For answers, we turn to the European Space Agency’s continuing Rosetta mission. In a new paper in Nature, Martin Pätzold (Rheinische Institut für Umweltforschung an der Universität zu Köln, Germany) and team have gone to work on the porosity question by analyzing Comet 67P/Churyumov-Gerasimenko, around which Rosetta travels. It’s no surprise to find that 67P/Churyumov-Gerasimenko is a low-density object, but an examination of the comet’s gravitational field shows that we can now rule out a cavernous interior.

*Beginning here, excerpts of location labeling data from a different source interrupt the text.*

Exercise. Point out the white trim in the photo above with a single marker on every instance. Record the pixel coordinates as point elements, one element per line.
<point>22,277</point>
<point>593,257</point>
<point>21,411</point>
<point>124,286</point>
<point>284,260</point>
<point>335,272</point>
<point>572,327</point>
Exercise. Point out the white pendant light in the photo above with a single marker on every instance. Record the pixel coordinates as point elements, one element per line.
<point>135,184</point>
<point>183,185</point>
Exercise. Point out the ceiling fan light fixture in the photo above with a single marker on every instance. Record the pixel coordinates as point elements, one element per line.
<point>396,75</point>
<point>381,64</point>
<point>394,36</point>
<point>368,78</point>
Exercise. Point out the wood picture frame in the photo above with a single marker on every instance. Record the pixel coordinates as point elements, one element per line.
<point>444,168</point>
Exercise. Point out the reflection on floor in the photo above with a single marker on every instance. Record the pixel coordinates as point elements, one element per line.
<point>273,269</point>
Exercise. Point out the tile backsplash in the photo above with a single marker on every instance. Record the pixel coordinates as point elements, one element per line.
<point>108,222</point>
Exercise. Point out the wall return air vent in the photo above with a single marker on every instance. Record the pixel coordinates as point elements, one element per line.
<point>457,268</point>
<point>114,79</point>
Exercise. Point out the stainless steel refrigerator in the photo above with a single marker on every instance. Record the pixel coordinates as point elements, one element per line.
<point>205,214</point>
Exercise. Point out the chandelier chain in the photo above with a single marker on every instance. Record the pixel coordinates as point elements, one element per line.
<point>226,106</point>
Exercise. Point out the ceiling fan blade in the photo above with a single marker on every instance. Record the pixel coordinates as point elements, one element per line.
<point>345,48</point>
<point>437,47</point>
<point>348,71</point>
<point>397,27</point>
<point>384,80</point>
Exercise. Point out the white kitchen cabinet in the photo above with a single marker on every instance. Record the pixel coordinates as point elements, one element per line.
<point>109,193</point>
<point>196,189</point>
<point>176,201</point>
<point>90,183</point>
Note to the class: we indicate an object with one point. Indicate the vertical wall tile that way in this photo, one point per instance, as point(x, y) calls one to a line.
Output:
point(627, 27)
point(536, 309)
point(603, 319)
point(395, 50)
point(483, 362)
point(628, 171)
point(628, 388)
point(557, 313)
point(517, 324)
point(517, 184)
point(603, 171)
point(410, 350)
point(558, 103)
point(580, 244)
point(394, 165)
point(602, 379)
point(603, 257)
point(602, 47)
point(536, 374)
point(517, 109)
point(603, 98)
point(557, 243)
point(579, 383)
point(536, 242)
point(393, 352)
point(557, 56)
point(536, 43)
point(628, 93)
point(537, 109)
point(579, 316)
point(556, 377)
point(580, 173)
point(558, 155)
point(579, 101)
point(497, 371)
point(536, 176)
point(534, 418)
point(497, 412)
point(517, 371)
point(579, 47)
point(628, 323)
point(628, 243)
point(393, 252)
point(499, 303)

Image: These images of comet 67P/Churyumov-Gerasimenko were taken by Rosetta’s navigation camera between August and November 2014. Top row, left to right: Comet pictured on 6 August 2014, at a distance of 96 km; 14 August, at a distance of 100 km; 22 August, at a distance of 64 km; 14 September, at a distance of 30 km. Bottom row, left to right: Comet pictured on 24 September, at a distance of 28 km; 24 October, at a distance of 10 km; 26 October, at a distance of 8 km; 6 November, at a distance of 30 km. Copyright: ESA/Rosetta/NAVCAM, CC BY-SA IGO 3.0.
This is tricky work performed using Rosetta’s Radio Science Experiment (RSI) to examine just how the Rosetta orbiter is affected by the gravity of the comet. And just as we do when measuring the tiniest motions of distant stars to search for planetary companions, the researchers use Doppler methods to make the call, measuring how signals from the spacecraft change in frequency as Rosetta is affected by the comet’s gravity. In this way we can build up a picture of the gravity field across the comet while working to rule out other influences.

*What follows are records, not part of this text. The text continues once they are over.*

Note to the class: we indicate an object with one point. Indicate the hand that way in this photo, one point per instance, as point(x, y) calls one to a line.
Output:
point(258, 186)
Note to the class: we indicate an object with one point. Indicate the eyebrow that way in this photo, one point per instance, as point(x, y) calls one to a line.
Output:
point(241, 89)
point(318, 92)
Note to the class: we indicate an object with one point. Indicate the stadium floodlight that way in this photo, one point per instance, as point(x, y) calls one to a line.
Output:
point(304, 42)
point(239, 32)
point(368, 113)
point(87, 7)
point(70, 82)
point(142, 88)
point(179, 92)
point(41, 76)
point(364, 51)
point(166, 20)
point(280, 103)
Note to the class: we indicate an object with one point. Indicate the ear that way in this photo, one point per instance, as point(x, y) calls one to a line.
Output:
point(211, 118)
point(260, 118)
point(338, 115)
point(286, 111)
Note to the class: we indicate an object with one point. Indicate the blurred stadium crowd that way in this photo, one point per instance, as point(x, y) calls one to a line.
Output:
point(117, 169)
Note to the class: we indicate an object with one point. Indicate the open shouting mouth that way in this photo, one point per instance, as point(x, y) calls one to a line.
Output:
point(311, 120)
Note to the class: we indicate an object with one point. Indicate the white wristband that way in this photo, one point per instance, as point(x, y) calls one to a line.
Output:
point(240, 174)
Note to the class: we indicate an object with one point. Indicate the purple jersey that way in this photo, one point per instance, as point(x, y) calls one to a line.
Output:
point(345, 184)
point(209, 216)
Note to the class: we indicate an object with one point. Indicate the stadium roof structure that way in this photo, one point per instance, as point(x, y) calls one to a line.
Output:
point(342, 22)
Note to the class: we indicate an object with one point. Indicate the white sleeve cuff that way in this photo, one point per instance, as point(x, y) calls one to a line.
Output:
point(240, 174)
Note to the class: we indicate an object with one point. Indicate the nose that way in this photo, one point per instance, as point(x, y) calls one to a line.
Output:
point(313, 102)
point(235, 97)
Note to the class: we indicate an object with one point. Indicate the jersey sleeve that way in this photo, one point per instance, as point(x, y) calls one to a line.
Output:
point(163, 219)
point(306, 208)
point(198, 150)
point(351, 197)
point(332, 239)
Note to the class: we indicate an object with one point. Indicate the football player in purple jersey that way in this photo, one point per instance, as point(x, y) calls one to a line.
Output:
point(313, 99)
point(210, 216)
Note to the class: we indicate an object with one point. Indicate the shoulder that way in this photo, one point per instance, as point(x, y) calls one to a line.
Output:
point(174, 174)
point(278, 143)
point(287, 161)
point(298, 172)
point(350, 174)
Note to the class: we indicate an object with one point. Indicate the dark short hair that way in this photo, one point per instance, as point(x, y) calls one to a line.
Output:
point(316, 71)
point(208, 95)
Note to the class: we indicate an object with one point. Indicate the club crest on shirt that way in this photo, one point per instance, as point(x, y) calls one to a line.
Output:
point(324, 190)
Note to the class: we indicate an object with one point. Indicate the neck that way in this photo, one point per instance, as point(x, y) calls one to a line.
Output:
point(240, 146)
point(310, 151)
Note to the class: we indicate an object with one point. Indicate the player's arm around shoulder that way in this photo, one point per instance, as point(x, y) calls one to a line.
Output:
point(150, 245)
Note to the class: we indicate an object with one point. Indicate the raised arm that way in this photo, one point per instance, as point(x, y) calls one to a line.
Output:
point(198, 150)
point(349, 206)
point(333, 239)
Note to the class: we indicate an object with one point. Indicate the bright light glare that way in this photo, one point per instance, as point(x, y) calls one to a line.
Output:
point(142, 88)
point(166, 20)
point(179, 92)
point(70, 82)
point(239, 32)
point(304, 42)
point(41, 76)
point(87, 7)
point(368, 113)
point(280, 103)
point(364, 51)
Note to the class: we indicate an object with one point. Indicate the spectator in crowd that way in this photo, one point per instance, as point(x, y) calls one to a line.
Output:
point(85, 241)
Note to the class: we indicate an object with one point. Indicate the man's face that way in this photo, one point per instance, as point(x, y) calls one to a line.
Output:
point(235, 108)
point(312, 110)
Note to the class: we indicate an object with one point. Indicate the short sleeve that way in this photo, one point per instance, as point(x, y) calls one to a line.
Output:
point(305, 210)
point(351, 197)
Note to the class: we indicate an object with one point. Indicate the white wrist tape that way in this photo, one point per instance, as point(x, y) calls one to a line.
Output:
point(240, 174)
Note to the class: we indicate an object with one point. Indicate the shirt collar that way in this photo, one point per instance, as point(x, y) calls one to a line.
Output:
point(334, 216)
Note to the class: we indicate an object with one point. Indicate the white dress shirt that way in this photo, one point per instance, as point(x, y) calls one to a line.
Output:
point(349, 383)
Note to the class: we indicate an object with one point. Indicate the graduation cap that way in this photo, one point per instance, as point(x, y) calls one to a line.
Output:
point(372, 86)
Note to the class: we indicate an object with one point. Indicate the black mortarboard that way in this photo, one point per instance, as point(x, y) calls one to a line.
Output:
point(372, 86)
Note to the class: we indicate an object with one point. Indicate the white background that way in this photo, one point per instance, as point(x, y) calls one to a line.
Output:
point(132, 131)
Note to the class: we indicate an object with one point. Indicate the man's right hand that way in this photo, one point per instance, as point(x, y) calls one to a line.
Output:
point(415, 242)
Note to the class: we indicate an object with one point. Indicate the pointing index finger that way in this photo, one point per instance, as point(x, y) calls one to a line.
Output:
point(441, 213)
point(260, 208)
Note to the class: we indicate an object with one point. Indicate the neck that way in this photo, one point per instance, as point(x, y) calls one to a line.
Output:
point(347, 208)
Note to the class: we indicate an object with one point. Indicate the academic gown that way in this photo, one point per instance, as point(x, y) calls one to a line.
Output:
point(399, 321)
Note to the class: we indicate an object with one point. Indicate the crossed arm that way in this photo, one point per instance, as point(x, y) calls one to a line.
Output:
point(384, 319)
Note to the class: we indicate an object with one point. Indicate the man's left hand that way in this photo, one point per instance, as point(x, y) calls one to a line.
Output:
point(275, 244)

“Newton’s law of gravity tells us that the Rosetta spacecraft is basically pulled by everything,” says Pätzold, the principal investigator of the RSI experiment. “In practical terms, this means that we had to remove the influence of the Sun, all the planets – from giant Jupiter to the dwarf planets – as well as large asteroids in the inner asteroid belt, on Rosetta’s motion, to leave just the influence of the comet. Thankfully, these effects are well understood and this is a standard procedure nowadays for spacecraft operations.”

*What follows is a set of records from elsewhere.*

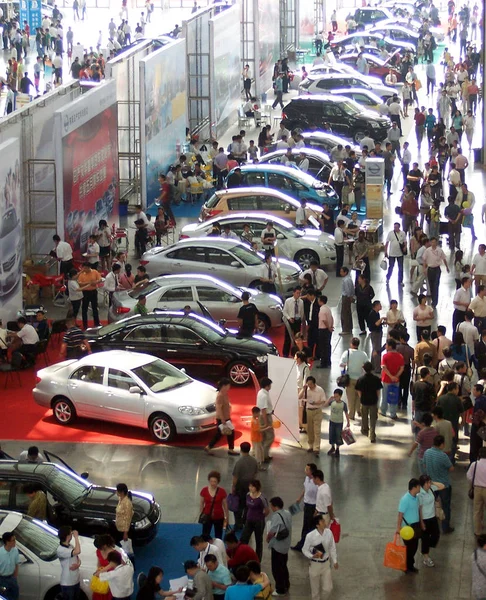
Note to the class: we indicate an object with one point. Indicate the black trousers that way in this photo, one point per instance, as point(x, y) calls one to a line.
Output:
point(295, 327)
point(307, 524)
point(90, 297)
point(256, 527)
point(324, 347)
point(218, 528)
point(218, 435)
point(280, 571)
point(431, 535)
point(339, 259)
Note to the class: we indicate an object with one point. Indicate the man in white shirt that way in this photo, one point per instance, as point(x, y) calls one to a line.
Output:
point(119, 577)
point(314, 398)
point(69, 558)
point(323, 498)
point(64, 254)
point(461, 302)
point(308, 495)
point(395, 242)
point(352, 361)
point(432, 259)
point(265, 405)
point(478, 306)
point(320, 548)
point(478, 268)
point(204, 548)
point(469, 331)
point(319, 276)
point(294, 318)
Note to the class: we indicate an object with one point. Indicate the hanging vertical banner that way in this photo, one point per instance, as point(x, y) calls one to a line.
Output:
point(11, 236)
point(164, 113)
point(88, 153)
point(226, 82)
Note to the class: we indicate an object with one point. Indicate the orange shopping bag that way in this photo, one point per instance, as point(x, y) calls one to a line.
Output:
point(395, 555)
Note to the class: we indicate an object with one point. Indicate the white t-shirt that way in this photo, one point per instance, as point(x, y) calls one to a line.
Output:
point(66, 558)
point(28, 335)
point(394, 242)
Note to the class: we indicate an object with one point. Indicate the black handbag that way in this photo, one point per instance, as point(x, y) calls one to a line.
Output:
point(203, 518)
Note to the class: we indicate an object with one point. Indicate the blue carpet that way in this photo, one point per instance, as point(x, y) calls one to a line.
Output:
point(169, 550)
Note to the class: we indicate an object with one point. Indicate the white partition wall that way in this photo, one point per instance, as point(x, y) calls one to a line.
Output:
point(164, 113)
point(11, 234)
point(87, 165)
point(226, 79)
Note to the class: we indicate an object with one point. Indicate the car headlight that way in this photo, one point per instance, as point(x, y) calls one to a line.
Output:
point(143, 523)
point(191, 410)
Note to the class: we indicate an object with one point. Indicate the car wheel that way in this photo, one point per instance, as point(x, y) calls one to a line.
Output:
point(64, 411)
point(304, 257)
point(263, 324)
point(239, 373)
point(162, 428)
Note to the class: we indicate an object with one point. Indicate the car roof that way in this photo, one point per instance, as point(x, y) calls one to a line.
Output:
point(120, 358)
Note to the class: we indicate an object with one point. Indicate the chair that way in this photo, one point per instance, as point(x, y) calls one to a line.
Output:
point(42, 350)
point(57, 331)
point(8, 370)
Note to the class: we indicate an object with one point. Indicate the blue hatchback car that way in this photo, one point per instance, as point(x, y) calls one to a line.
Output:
point(291, 181)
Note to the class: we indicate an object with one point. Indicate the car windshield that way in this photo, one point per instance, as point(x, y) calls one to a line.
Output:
point(70, 487)
point(159, 376)
point(37, 538)
point(247, 256)
point(351, 107)
point(9, 223)
point(144, 289)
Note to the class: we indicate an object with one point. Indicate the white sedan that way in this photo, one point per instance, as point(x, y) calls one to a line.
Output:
point(39, 569)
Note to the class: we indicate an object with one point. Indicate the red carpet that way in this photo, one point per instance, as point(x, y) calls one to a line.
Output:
point(23, 419)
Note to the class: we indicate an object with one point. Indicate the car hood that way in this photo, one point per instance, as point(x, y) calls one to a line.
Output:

As this ESA news release explains, the team wasn’t through even after compensating for all these other Solar System bodies. Also to be considered was the pressure of solar radiation and the gas escaping through the comet’s tail. Rosetta uses an instrument called ROSINA to measure the flow of gas past the spacecraft, allowing its effect to be measured. No sign of large internal caverns emerged from the analysis.
We’re lucky with 67P/Churyumov-Gerasimenko in that the comet turned out not to be round, as ground-based observations had previously suggested. As we’ve gotten to know the comet, its distinctive double-lobed shape has proven not only visually interesting but scientifically helpful. The twin lobes mean that differences in the gravity field are more pronounced and easier to study from the 10 kilometer distance Rosetta had maintained for reasons of safety. With variations in the gravity field already showing from 30 kilometers out, the much richer measurements from 10 kilometers could proceed.
The result: Comet 67P/Churyumov-Gerasimenko is found to have a mass of slightly less than 10 billion tonnes. By using images from Rosetta’s OSIRIS camera, the team was able to model the comet’s shape so as to produce a volume of approximately 18.7 km3, yielding a density of 533 kg/m3. Given this and the lack of large interior spaces, we can look at the comet’s porosity as a property of its constituents. Rather than a compacted solid, comet dust is more of a ‘fluffy’ aggregate of high porosity and low density.
Image: Rosetta from Earth, in an image taken by Paolo Bacci on February 6, 2016 from San Marcello Pistoiese, Italy.
Keep your eye on Rosetta. In September, the spacecraft will be brought in for a controlled impact on the surface, a challenging navigational feat for controllers at ESA’s European Space Operations Centre (ESOC) in Darmstadt, Germany. Closing on the comet will allow the gravity observations to continue at a much higher level of detail, making it possible for caverns only a few hundred meters across to be detected, if indeed they are there at all.
The paper is Pätzold et al., “A homogeneous nucleus for comet 67P/Churyumov–Gerasimenko from its gravity field,” Nature 530 (04 February 2016), 63-65 (abstract).